Five people died and rescue workers searched for survivors after a small ferry packed with up to 50 passengers sank having collided with another boat in Bangladesh on Sunday, officials said.

The vessel sank in the Shitalakhsya river around 6:00 pm after leaving the central industrial city of Narayanganj, 20 kilometres (12 miles) from the capital Dhaka, for the nearby district of Munshiganj, officials told AFP.

A local police inspector said the ferry was packed with passengers rushing to leave Narayanganj after the government confirmed a seven-day lockdown across the country from Monday to combat the recent rise in Covid-19 cases.

"The death toll is five," the government administrator of Narayanganj, Shukla Sarker, said, adding that divers from the fire brigade were leading the search for survivors.

Sarker said 11 survivors were pulled from the water and other passengers may have swam to safety on the other side of the river.

"So we don't know how many people are missing," she told AFP.

Local police chief Dipak Saha said rescue efforts were being hampered by a powerful storm that hit after the accident.

Under the lockdown, all domestic travel services -- including buses, ferries, trains and flights -- will be suspended from Monday.

Shops and malls will be shut for a week and a night curfew in place.

Public and private sector businesses were told to only have a skeleton crew in their offices.

Ferry accidents are common in Bangladesh, a delta nation crisscrossed by hundreds of rivers.

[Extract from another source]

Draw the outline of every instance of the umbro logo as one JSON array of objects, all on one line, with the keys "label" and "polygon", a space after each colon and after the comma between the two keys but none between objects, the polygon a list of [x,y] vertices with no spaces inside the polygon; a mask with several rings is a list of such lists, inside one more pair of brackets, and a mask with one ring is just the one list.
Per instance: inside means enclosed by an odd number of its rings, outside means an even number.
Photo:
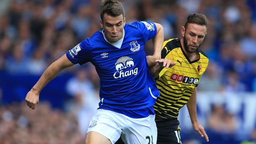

Millions of people are heavily reliant on ferries for transport, particularly in the country's southern coastal region, but the vessels have a poor safety record.

Experts blame badly maintained vessels, lax safety standards at shipyards and overcrowding for many of the accidents.

In June last year, a ferry sank in Dhaka after it was hit from behind by another ferry, with at least 32 people losing their lives.

In February 2015, at least 78 people died when an overcrowded ship collided with a cargo boat in a central Bangladesh river.

The number of accidents has dropped sharply in recent years as authorities crack down on unseaworthy vessels.